— 03
Danita terkejut melihat eksistensi Alaric di kantin gedung fakultasnya. Sebenarnya ia malas, tapi karena ia lapar ditambah ia sudah janjian juga dengan Jeano—teman baiknya saat ospek, jadi mau tidak mau, Danita terpaksa melanjutkan langkahnya ke kantin, walaupun rasanya berat sekali.
Gadis itu tiba di bangku kantin yang Jeano duduki, Jeano jelas langsung menyambut kehadiran Danita dengan hangat, lelaki itu juga dengan sopan dan lembut mempersilahkan Danita untuk duduk di bangku yang berada di hadapannya.
Tidak ada penolakan dari Danita, gadis itu mendudukkan tubuhnya disana.
Ia menaruh tasnya di sisi kanan, lalu, kepalanya ia tolehkan ke arah kiri, melihat Alaric yang duduk bersama kedua temannya Dimas dan juga Johnny. Danita tersenyum sinis melihat Alaric yang melihatnya dengan tatapan yang sulit diartikan.
Ide licik seketika memenuhi isi kepala Danita,
“Dan.” panggil Jeano, Danita buru-buru menoleh ke arah Jeano, “mau mesen nasi goreng aja?”
Danita mengangguk, “gue dari kemarin kangen banget nasi gorengnya Bu Tiyem.” ucap Danita yang membuat Jeano terkekeh pelan.
“Ya udah kalau gitu gue pesenin dulu ya.”
“Iya.”
Jeano bangkit dari duduknya, lalu berjalan menuju lapak nasi goreng Bu Tiyem—salah satu nasi goreng favorit seluruh mahasiswa fakultas hukum, setelah memesan dua porsi nasi goreng, Jeano langsung kembali dan duduk di hadapan Danita,
“Udah?” tanya Danita retoris.
Jeano mengangguk, “pedesnya tiga sendok kan? Terus telornya di ceplok?”
Danita terkejut mendengar Jeano yang begitu hafal dengan pesanan biasa gadis itu setiap membeli nasi goreng Ibu Tiyem. Pasalnya, Jeano dan Danita saja hanya pernah makan nasi goreng bersama itu sekali, dan itu pun saat hari hari terakhir ospek, karena di hari itu semua mahasiswa dan mahasiswi sudah boleh untuk jajan di kantin kampus,
“Jenis kelamin lu aja gue tau, Dan.” canda Jeano yang langsung dihadiahi pukulan kecil oleh Danita di punggung tangan pria itu.
Jeano mengaduh sambil tertawa kecil,
“Seriusan ih kok lu tau sih? Kita aja kan kalau nggak salah makan nasi goreng bareng tuh cuman sekali aja gak sih?”
“Ya gimana ya, ingatan gue cukup kuat sih, walaupun itu kejadian udah 2 tahun ke belakang, tapi gue masih inget banget sih sampai sekarang.” jelas Jeano dengan penuh keseriusan di wajah tampannya itu.
“Lo keren ya bisa inget sesuatu yang bahkan udah lampau banget. Keren deh pokoknya!” puji Danita sambil mengancungkan jempolnya ke udara.

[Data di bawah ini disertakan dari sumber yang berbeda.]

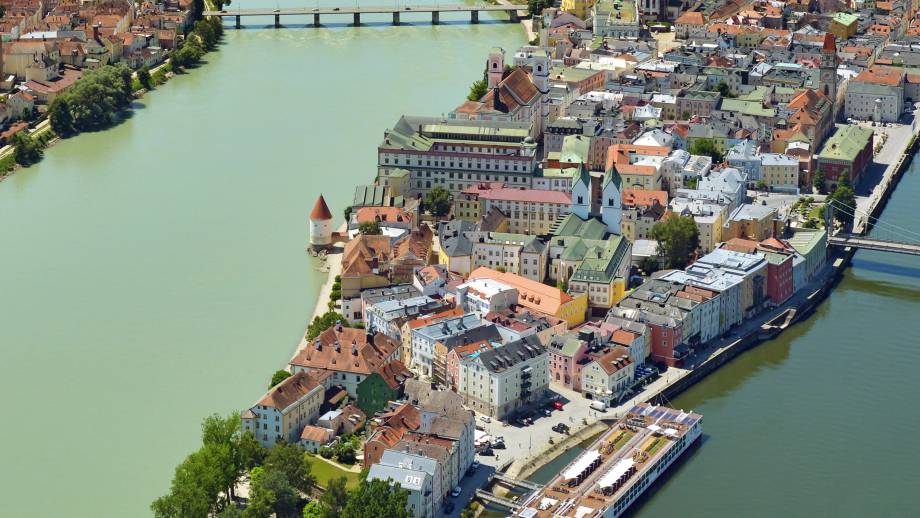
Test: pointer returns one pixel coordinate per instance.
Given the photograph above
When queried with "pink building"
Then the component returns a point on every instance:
(568, 353)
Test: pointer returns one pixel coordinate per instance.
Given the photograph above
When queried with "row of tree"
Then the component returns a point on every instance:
(91, 103)
(279, 480)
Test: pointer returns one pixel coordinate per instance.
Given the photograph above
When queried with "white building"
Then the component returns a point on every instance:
(285, 409)
(500, 380)
(482, 296)
(607, 377)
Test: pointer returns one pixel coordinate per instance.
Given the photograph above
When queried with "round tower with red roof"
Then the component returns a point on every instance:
(320, 225)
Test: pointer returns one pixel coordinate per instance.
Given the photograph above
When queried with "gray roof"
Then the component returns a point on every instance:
(501, 358)
(413, 480)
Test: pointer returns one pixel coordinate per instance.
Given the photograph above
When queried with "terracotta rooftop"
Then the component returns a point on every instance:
(320, 210)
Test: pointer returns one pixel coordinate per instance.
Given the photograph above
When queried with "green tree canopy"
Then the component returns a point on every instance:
(278, 377)
(27, 150)
(369, 228)
(291, 461)
(335, 497)
(706, 147)
(324, 322)
(59, 115)
(678, 238)
(845, 199)
(376, 498)
(438, 202)
(143, 75)
(478, 89)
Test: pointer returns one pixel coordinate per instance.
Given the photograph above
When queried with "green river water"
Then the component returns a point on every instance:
(155, 272)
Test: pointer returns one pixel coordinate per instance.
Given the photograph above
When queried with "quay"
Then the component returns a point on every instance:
(514, 12)
(619, 466)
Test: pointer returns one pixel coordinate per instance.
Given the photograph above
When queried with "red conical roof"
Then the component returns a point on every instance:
(830, 42)
(320, 210)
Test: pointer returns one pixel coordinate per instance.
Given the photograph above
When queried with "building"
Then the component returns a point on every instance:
(609, 376)
(499, 380)
(483, 296)
(348, 355)
(845, 155)
(748, 221)
(286, 409)
(388, 316)
(529, 211)
(512, 96)
(424, 339)
(416, 482)
(456, 154)
(320, 224)
(619, 467)
(876, 94)
(382, 386)
(540, 298)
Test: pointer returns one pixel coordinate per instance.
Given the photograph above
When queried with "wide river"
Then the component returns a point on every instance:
(155, 273)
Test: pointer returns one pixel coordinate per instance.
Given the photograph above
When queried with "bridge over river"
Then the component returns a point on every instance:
(514, 12)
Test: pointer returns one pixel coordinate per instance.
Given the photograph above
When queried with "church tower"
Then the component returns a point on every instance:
(540, 69)
(612, 201)
(496, 67)
(828, 70)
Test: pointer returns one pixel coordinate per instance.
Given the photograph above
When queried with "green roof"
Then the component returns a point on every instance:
(572, 225)
(804, 240)
(602, 261)
(845, 18)
(575, 148)
(846, 143)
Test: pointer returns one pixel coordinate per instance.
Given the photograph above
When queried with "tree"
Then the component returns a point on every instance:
(143, 75)
(817, 182)
(724, 90)
(438, 202)
(271, 492)
(312, 510)
(845, 202)
(375, 498)
(706, 147)
(59, 115)
(369, 228)
(291, 461)
(335, 497)
(278, 377)
(678, 238)
(324, 322)
(27, 150)
(478, 89)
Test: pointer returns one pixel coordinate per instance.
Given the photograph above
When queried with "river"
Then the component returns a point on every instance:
(819, 421)
(155, 273)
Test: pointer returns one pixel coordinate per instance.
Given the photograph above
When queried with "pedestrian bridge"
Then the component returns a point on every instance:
(514, 12)
(882, 245)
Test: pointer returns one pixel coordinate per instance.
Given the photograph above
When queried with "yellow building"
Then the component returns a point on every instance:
(579, 8)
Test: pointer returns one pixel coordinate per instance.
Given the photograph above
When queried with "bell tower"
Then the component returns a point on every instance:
(496, 67)
(828, 69)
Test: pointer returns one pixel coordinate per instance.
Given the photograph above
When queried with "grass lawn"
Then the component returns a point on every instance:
(324, 472)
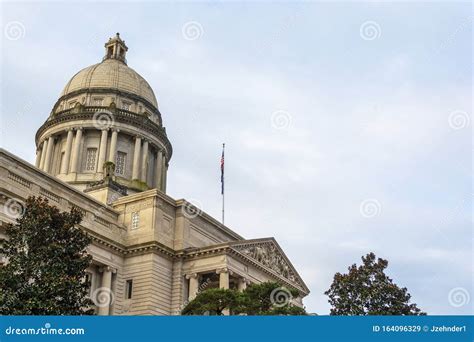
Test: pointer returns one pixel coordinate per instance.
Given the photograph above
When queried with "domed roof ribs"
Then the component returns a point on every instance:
(115, 48)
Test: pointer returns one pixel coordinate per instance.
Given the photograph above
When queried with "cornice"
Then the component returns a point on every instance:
(108, 91)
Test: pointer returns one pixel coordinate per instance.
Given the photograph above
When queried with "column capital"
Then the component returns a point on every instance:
(224, 270)
(107, 269)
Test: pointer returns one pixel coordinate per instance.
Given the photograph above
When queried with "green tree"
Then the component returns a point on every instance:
(367, 290)
(257, 299)
(212, 302)
(46, 262)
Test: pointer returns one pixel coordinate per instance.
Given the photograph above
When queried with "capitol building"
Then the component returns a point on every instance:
(104, 149)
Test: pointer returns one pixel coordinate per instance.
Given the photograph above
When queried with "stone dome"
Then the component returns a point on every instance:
(112, 73)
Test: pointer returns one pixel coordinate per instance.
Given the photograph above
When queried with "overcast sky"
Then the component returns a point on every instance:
(347, 126)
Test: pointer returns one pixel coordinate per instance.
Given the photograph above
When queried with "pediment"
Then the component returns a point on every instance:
(267, 253)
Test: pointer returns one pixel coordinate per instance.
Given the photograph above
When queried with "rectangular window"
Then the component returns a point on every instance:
(120, 163)
(128, 289)
(90, 159)
(98, 101)
(126, 105)
(135, 219)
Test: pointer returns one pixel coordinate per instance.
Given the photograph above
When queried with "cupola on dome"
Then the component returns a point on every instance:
(112, 73)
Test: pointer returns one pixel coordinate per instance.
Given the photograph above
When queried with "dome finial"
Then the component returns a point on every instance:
(115, 48)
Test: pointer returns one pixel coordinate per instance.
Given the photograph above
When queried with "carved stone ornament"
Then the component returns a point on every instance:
(269, 256)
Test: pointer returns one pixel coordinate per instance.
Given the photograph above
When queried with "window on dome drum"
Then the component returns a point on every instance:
(120, 163)
(135, 219)
(126, 105)
(90, 159)
(128, 289)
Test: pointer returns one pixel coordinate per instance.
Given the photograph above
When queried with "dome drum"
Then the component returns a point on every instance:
(106, 118)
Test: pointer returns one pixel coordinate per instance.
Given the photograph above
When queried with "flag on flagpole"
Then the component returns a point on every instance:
(222, 170)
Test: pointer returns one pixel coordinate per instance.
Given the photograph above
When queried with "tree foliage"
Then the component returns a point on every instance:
(46, 262)
(367, 290)
(257, 299)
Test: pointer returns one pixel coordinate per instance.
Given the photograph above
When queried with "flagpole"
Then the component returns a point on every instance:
(222, 170)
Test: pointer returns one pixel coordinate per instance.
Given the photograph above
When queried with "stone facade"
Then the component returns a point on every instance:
(151, 253)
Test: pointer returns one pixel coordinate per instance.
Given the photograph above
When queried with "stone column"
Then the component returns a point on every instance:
(242, 284)
(224, 283)
(105, 296)
(49, 153)
(76, 150)
(223, 278)
(67, 153)
(144, 161)
(102, 150)
(43, 153)
(158, 169)
(163, 174)
(38, 157)
(136, 158)
(193, 285)
(113, 145)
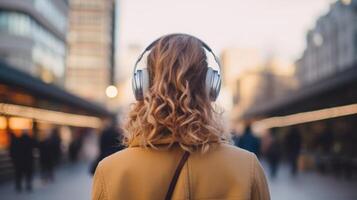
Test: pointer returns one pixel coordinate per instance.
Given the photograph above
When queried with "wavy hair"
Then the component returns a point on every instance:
(176, 106)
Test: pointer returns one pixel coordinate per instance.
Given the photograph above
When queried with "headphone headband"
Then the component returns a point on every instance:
(140, 80)
(152, 44)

Danita menatap lelaki itu dengan tatapan kagum, juga senyuman lebar yang menghiasi wajah cantiknya. Hal itu membuat Jeano salah tingkah dibuatnya. Senyuman lebar Danita memanglah salah satu daya tarik dari gadis itu, tidak salah, Jeano pernah menjatuhkan hatinya kepada gadis itu 2 tahun yang lalu, namun, Jeano memilih untuk berhenti, karena Danita yang pada saat itu sudah dekat dengan Alaric, yang tidak lain dan tidak bukan adalah kakak tingkat Jeano dan juga Danita. Saat itu, Jeano merasa berat, karena harus merelakan Danita kepada Alaric, namun, dengan keikhlasan penuh, Jeano merelakan gadis itu ke pelukan Alaric, dengan harapan bahwa Alaric akan membahagiakan Danita, namun pada kenyataannya Alaric malah meninggalkan Danita dengan seribu rasa sakit yang menancap di hati Danita.
Sayangnya, ketika Jeano ingin kembali memulai semua dengan Danita, menjadi obat atas kesakitan Danita, seorang perempuan datang ke kehidupan Jeano, merampas habis perasaan Jeano kepada Danita, dan digantikan dengan perasaan indah dan bahagia kepada gadis yang saat ini sudah resmi menjadi kekasihnya. Namun, sayangnya, gadis itu berada lumayan jauh dari Jeano. Ya keduanya sedang menjalani hubungan jarak jauh.
Tapi, tenang, Jeano tidak akan pernah macam-macam. Ia sudah melupakan Danita sebagai seorang gadis yang dicintainya, tetapi ia tidak pernah melupakan Danita sebagai teman baiknya,
“Eh itu pesenan buat kita gak sih?” Danita bertanya sambil menunjuk ke salah satu pegawai Bu Tiyem yang sedang menyiapkan dua piring nasi goreng entah milik siapa.
Jeano mengikuti kemana jari Danita menunjuk, “iya deh kayaknya.” jawab Jeano.
“YEAY!” Danita berseru dengan riang.
Lagi dan lagi, Jeano hanya bisa terdiam dan salah tingkah melihat bagaimana cantik dan menggemaskannya Danita barusan.
Dan, benar saja, pegawai Bu Tiyem itu berjalan ke meja yang diduduki oleh Jeano dan Danita. Membawa nampan yang diatasnya berisikan dua piring nasi goreng yang masing-masing milik Jeano dan juga Danita. Lelaki yang lebih tua dari Jeano dan Danita itu, menaruh masing-masing piring yang berisikan nasi goreng itu di depan Jeano dan juga depan Danita.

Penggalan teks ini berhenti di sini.